According to the DOE, more than $430 million in formula grant funding is available through the EECBG Program and another 2,700 governments and tribes are eligible for funds. Grants are slated to be awarded on a rolling basis as the department receives applications. The application deadline for eligible local governments and tribes has been extended to April 30, 2024.
Other states, local governments and tribes to recieve funding in this round include:
- Alabama ($2,207,540)
- Alaska ($1,627,450)
- Idaho ($1,742,300)
- Louisiana ($2,149,350)
- Maine ($1,668,790)
- Ohio ($3,130,030)
- Rhode Island ($1,675,110)
- Washington ($2,273,890)
- Bend, Oregon ($152,740)
- Boston, Massachusetts ($659,990)
- Los Angeles County, California ($1,344,700)
- Minneapolis, Minnesota ($424,330)
- Nashville, Tennessee ($644,440)
- Wagoner County, Oklahoma ($76,900)
EECBG Program Competitive Awards
- Albany, California ($200,000)
- Cascade, Idaho ($200,000)
- Decatur, Georgia ($400,000)
- Decorah, Iowa ($1,100,000)
- Durham County, North Carolina ($1,500,000)
- Eagle County, Colorado ($1,400,000)
- Exeter, New Hampshire ($200,000)
- Kittery, Maine ($800,000)
- Littleton, Massachusetts ($300,000)
- MOWA Band of Choctaw Indians in Alabama ($1,100,000)
- Nenana, Alaska ($900,000)
- Peterborough, New Hampshire ($700,000) and Harrisville, NH
The funds add to the list for grants the federal government has doled out to Houston-area projects related to the energy transition in recent months.
Earlier in October, Granholm announced that the HyVelocity Hydrogen Hub would receive funding through the Bipartisan Infrastructure Law. The project, which connects more than 1,000 miles of hydrogen pipelines, 48 hydrogen production facilities and dozens of hydrogen end-use applications across Texas and Southwest Louisiana will receive up to $1.2 billion.

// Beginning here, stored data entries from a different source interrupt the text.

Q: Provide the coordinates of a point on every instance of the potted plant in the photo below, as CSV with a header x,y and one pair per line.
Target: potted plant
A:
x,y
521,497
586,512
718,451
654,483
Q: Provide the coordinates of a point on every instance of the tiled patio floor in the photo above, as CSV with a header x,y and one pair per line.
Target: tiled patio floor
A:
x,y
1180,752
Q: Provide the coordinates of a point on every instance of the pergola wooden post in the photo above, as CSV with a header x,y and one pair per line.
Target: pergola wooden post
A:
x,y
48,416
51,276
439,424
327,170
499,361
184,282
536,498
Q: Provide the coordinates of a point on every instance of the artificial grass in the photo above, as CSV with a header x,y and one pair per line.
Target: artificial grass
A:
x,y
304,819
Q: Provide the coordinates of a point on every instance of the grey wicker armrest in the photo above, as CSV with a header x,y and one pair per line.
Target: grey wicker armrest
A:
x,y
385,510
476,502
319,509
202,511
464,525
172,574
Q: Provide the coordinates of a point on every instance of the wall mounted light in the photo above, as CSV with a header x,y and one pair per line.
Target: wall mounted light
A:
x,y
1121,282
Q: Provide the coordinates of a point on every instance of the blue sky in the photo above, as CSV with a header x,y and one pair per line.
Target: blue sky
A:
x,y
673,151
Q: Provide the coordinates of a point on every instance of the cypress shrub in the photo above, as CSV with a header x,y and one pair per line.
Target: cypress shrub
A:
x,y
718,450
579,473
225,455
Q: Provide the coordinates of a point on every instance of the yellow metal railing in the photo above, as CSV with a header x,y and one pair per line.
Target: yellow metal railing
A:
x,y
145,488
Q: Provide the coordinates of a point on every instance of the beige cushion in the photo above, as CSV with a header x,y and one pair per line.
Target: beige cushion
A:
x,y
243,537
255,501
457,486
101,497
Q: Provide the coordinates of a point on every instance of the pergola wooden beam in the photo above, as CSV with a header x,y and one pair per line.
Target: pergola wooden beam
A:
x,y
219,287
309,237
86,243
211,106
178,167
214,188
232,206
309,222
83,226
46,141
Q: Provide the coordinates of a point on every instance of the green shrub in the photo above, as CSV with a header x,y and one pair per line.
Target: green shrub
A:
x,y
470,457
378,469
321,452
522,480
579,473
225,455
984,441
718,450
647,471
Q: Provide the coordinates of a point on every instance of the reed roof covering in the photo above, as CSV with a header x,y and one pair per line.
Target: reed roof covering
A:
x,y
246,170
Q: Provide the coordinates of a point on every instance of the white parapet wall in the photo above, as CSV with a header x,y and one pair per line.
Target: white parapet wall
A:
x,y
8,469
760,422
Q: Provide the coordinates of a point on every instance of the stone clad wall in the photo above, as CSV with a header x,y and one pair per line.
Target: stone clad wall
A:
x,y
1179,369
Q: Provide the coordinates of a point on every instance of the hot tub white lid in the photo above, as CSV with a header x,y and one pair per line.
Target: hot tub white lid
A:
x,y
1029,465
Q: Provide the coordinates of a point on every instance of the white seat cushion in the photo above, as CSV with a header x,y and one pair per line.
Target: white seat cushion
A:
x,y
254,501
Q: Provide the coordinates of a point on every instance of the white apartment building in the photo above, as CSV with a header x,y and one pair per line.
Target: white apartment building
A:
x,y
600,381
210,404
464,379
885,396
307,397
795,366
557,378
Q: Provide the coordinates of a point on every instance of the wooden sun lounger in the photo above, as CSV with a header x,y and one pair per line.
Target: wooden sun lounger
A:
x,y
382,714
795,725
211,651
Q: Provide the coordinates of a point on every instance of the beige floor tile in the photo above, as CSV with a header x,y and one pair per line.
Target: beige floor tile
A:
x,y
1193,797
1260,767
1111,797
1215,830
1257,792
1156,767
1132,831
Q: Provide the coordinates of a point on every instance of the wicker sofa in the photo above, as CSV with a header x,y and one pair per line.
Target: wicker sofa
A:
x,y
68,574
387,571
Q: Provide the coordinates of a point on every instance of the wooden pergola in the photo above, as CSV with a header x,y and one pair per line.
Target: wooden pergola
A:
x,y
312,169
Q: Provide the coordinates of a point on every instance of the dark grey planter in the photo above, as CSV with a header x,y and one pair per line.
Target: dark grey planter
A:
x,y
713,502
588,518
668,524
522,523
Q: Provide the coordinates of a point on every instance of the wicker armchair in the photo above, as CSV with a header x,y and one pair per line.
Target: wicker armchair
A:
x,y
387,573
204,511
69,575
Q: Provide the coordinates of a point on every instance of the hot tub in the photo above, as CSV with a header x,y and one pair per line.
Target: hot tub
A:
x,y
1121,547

The DOE also granted more than $10 million in funding to four carbon capture projects with ties to Houston earlier this summer.And in September, Rice University announced that it would host the Carbon Management Community Summit this fall, sponsored by the DOE, and in partnership with the city of Houston and climate change-focused multimedia company Climate Now. The event takes place next month.